Throat Unit Collector Modeling for Gasoline Particulate Filter Performance
Pengze Yang, Texas A&M University
The wide application of Gasoline Direct Injection (GDI) engines and the continuously more stringent Particulate Matter (PM) and Particulate Number (PN) regulations make Gasoline Particulate Filters (GPFs) with high filtration efficiency and low pressure drop highly desirable. However, design of these filters is more challenging as compared to their diesel counterparts and research is ongoing to understand how GPF wall microstructure impacts its performance. Previous work has demonstrated that CFD studies are effective ways to investigate these filters. In particular, our previous 2-D CFD study elucidated the pore size and pore size distribution effects on GPF filtration efficiency and pressure drop.

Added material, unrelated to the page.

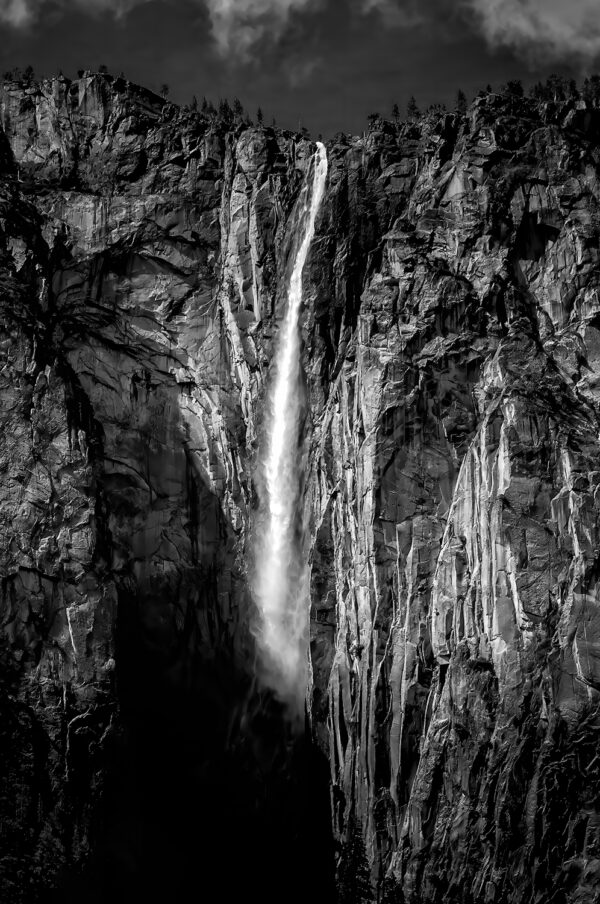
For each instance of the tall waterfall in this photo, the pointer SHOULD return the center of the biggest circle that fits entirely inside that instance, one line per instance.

The “throat unit collector” model developed in this study furthers this work in order to characterize the GPF wall microstructure more precisely. Throat unit collectors with different diameter ratios were created and run in ANSYS FLUENT to calculate the size-dependent filtration efficiency. The simulation results indicated a non-linear change of single collector efficiency as the efficiency first decreased and then increased with a decreasing throat unit collector diameter ratio. The simulation results also showed the total wall filtration efficiency increased as the throat unit collector diameter ratio decreased. The throat unit collector model was also used to simulate the wall filtration efficiency change during particulates loading. The decrease of pore size in throat unit collector was to mimic the pore bridging process during loading.